The morning service took a turn. It was a well structured service, planned in advance. However, a couple of Ugandans staying in the Manse gave the opportunity for an added energy. So, just after our opening worship song and before the Children’s section of the service Levixone took Fitzroy to Africa. There were beats and grooves and lots of movement. Seeing the congregation almost bounce in unison was an original unique beginning. Fitzroy likes throwing in the options available. “Blessings everywhere” Levixone had us singing. Indeed!
Watching the oldest to the youngest follow Levixone’s moves was something… and then there were the puppets. The puppets all set up to do The Prodigal Son for Ally Mefferd’s thoughtful talk to the children got into the groove too.
Today was the day, that occurs maybe 4 times a year, when the Clonard Unity Pilgrims visited with us.
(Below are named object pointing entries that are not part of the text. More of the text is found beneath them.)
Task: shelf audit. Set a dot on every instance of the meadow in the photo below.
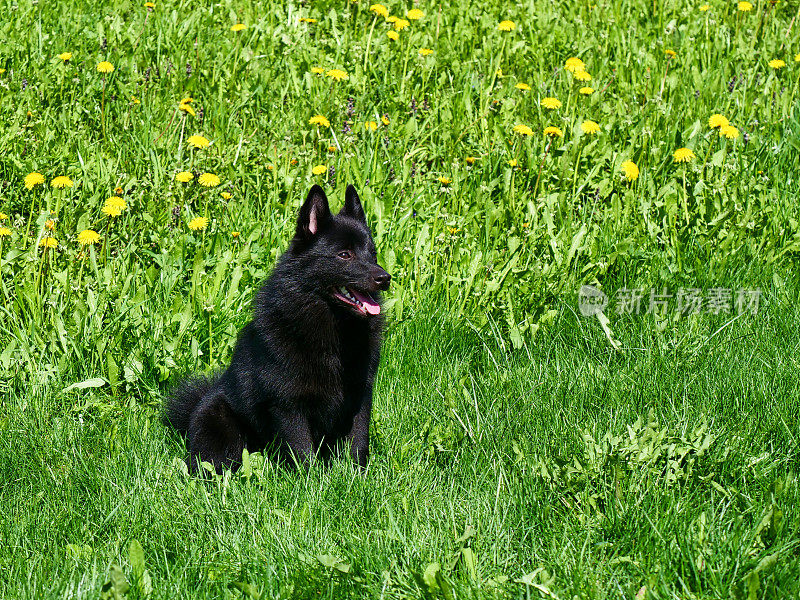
(152, 160)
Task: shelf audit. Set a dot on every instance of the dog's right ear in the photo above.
(314, 215)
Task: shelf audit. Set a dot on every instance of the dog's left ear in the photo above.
(352, 205)
(314, 214)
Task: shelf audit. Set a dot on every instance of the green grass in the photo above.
(467, 437)
(512, 446)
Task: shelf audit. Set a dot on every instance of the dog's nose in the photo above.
(382, 280)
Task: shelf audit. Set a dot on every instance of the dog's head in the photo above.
(337, 254)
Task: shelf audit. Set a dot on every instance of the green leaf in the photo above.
(95, 382)
(334, 562)
(246, 588)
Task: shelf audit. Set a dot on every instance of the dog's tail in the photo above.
(182, 401)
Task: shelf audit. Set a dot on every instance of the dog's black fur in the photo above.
(303, 369)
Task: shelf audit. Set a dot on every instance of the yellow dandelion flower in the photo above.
(33, 179)
(574, 65)
(197, 141)
(380, 10)
(111, 211)
(198, 223)
(553, 132)
(319, 120)
(337, 74)
(729, 131)
(116, 202)
(590, 127)
(208, 180)
(717, 120)
(630, 170)
(683, 155)
(88, 236)
(61, 182)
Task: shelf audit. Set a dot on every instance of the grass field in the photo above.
(152, 160)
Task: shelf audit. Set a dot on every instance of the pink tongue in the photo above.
(370, 305)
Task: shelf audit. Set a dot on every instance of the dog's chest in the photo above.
(347, 372)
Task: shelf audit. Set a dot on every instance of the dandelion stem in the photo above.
(103, 109)
(685, 197)
(369, 42)
(541, 164)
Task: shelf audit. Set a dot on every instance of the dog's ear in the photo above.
(314, 215)
(352, 205)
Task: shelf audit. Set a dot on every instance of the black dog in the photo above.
(303, 369)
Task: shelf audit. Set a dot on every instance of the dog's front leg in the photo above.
(295, 432)
(359, 433)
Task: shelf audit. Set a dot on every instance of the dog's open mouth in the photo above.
(361, 301)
From Clonard Monastery on Belfast’s Falls Road the Unity Pilgrims go out and worship in Protestant Churches every Sunday. On their day with us we asked Roseann Doherty to read the Scriptures and then Irene Jovaras from Focolare did our prayers for the world.
There was of course a reason to have two Catholic sisters involved this particular Sunday. In our current preaching series, BEING WITH, this was the Sunday where we looked at how Jesus was with his enemies - “the other”. As in Fitzroy we unpacked Jesus life. I preached on Luke 6: 27-36 where Jesus tells us to love, bless, do good and pray for the other. It is Jesus incarnational model. It is Jesus call for us to follow and it is the character of God - “Be merciful, just as your Father is merciful”.
All of this was of course dressed in worship. We had traditional, taize and contemporary all mixed in, a little latin and finishing with Bluetree’s God Of The City.
Then in the evening we had one of our art specials. Mixed with performances of Joni Mitchell songs, Andrew Cunning gave us the theology of the ordinary, seeing what Mitchell’s songs had to say to theology. These evenings are a subtle mix of entertainment and education. As Marshall McLuhan said, “Anyone who think there is a difference between entertainment and education doesn’t know the first thing about either.”
This is Fitzroy in one day. Biblical, thoughtful, imaginative, unpredictable and making sure that the word and the world caress and clash, in practice, in the here and now.